Church, D. · Psychology · 2023
BDI scores improved from 20 (moderate depression) to 3 (minimal) after EFT; seeds held by the patient after treatment showed significantly greater germination and root hair growth than untreated control seeds (p<.000) or pretreatment-held seeds (p<.000).
This tiny, single-patient study is really a proof-of-concept for a strange but intriguing idea: that shifts in a person's emotional state might be detectable in something as simple as seeds they've held. It matters not because it proves anything about tapping's effects on people broadly, but because it's a rare attempt to find an objective, non-self-report window into what "improvement" might mean biologically, a mechanism curiosity worth chasing with better-controlled follow-up, especially given how many people already self-administer this technique without any lab ever confirming what's happening inside them.

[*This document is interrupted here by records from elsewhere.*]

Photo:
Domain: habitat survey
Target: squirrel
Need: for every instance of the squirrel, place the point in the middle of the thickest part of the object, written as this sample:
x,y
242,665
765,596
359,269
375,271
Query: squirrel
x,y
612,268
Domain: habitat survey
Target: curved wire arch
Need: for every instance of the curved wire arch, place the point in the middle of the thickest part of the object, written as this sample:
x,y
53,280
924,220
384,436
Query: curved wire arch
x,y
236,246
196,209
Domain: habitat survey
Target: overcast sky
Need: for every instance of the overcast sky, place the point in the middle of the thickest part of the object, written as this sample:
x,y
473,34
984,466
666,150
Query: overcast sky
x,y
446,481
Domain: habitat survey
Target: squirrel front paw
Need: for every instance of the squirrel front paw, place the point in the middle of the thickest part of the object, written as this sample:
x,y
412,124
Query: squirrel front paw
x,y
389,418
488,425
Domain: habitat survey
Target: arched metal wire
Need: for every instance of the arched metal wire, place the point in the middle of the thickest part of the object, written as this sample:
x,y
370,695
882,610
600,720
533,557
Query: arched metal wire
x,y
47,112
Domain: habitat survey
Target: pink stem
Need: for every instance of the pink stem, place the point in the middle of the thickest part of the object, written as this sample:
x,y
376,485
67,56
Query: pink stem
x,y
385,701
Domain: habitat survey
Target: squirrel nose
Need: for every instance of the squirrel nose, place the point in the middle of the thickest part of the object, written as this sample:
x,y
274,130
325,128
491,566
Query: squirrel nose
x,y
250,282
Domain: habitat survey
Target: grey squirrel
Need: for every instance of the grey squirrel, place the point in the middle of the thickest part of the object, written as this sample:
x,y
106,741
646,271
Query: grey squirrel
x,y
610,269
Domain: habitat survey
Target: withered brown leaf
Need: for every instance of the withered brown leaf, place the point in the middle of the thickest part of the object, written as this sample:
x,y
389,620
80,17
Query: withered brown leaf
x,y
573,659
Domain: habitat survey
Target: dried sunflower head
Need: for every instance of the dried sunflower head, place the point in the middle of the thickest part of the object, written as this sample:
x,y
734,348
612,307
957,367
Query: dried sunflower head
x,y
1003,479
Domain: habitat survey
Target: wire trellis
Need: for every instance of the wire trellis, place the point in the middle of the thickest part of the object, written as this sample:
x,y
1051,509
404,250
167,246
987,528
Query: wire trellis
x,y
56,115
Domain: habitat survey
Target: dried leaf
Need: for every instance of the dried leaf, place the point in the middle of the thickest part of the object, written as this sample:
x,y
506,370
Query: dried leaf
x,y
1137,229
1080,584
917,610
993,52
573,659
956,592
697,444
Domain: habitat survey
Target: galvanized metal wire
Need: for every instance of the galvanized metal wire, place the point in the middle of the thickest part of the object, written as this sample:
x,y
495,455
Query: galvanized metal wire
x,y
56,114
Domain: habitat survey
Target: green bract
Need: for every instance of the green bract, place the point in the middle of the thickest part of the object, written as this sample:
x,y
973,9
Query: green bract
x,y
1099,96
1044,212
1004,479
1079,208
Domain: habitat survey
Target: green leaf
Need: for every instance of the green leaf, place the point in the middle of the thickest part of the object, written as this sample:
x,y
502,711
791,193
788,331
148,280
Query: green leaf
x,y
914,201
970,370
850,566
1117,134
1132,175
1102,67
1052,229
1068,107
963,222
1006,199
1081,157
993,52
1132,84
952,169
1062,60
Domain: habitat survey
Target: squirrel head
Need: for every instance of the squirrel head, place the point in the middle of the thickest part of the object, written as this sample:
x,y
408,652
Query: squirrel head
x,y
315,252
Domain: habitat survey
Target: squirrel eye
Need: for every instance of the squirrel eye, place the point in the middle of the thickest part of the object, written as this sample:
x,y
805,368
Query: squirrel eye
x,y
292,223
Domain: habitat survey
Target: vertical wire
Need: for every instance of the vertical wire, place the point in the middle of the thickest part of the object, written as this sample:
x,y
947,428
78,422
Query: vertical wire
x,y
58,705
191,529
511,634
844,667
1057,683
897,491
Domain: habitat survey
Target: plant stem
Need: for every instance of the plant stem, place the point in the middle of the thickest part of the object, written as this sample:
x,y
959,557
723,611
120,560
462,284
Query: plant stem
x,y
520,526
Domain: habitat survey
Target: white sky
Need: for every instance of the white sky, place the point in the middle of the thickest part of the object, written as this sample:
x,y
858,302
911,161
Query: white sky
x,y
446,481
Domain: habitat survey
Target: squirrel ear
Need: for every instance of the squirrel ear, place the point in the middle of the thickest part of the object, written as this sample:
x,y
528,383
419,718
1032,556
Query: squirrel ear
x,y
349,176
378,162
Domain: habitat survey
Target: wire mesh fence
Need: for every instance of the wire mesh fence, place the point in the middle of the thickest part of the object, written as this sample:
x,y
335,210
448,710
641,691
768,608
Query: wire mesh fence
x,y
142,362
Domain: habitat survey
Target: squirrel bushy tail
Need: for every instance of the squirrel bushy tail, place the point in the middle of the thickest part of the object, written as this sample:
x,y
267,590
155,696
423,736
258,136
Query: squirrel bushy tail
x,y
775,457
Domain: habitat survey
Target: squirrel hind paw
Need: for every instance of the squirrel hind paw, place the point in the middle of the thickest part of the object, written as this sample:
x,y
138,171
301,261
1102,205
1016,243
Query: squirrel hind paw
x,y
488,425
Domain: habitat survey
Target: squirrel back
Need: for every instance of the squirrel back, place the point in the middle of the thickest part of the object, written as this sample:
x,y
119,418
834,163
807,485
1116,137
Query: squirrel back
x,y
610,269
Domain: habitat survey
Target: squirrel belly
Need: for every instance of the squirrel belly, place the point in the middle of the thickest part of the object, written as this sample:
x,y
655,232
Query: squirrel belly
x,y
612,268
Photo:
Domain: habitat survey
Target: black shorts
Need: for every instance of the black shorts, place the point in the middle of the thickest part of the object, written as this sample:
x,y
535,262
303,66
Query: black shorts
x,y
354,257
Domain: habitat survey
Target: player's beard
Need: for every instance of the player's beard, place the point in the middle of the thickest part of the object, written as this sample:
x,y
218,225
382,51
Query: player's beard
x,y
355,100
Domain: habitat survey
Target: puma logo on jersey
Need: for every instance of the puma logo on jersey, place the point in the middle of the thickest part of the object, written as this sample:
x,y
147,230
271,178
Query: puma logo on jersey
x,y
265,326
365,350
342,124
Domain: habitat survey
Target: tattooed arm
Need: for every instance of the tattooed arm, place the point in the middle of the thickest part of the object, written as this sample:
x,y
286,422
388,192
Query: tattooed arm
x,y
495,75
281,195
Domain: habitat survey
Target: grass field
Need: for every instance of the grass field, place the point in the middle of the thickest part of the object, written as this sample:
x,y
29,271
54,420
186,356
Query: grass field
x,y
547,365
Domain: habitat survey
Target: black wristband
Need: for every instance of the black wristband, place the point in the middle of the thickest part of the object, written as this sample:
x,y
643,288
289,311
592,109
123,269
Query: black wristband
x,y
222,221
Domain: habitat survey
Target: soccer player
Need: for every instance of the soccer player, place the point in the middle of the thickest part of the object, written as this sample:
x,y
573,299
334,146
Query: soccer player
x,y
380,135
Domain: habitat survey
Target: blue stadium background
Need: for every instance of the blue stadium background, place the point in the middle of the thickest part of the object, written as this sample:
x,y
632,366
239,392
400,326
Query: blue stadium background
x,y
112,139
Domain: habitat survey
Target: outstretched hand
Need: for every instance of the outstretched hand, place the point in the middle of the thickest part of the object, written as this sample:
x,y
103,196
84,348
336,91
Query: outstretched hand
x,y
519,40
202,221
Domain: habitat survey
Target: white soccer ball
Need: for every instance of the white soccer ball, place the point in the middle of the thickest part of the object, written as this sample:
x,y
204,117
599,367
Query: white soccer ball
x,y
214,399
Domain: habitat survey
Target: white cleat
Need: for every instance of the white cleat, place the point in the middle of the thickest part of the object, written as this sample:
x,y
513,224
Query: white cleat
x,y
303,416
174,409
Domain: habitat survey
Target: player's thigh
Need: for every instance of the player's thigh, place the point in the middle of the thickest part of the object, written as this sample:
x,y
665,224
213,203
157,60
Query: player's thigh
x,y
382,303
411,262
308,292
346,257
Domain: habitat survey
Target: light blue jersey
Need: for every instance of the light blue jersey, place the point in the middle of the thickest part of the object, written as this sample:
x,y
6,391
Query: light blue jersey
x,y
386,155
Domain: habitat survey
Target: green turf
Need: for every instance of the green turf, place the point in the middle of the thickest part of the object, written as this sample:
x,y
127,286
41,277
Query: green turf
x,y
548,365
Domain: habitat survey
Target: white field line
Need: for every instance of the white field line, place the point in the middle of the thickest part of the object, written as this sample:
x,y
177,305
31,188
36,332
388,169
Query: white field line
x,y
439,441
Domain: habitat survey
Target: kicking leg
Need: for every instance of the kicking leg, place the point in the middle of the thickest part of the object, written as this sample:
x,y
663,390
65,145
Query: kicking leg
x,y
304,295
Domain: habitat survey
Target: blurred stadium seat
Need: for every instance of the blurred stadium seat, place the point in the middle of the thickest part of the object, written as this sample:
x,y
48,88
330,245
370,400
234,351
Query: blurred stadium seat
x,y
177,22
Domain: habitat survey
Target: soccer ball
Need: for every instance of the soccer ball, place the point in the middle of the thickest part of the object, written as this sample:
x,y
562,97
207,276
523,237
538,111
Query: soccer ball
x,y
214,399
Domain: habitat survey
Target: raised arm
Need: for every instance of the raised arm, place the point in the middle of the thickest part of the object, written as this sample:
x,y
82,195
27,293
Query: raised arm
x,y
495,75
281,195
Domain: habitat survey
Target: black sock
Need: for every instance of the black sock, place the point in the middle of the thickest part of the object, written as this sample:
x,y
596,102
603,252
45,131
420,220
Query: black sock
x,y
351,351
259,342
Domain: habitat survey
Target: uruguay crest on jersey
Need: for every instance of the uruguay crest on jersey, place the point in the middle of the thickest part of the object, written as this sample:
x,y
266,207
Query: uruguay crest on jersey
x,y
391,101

If future mechanism research can pin down what's biologically happening around a person during emotional shifts, it could eventually help science understand why techniques like tapping affect the body the way they do — though this single case is a mechanism curiosity, not evidence of a treatment effect on people generally. Understanding that mechanism would carry extra weight given that tapping is already self-administered by so many people without any lab confirming what's going on inside them.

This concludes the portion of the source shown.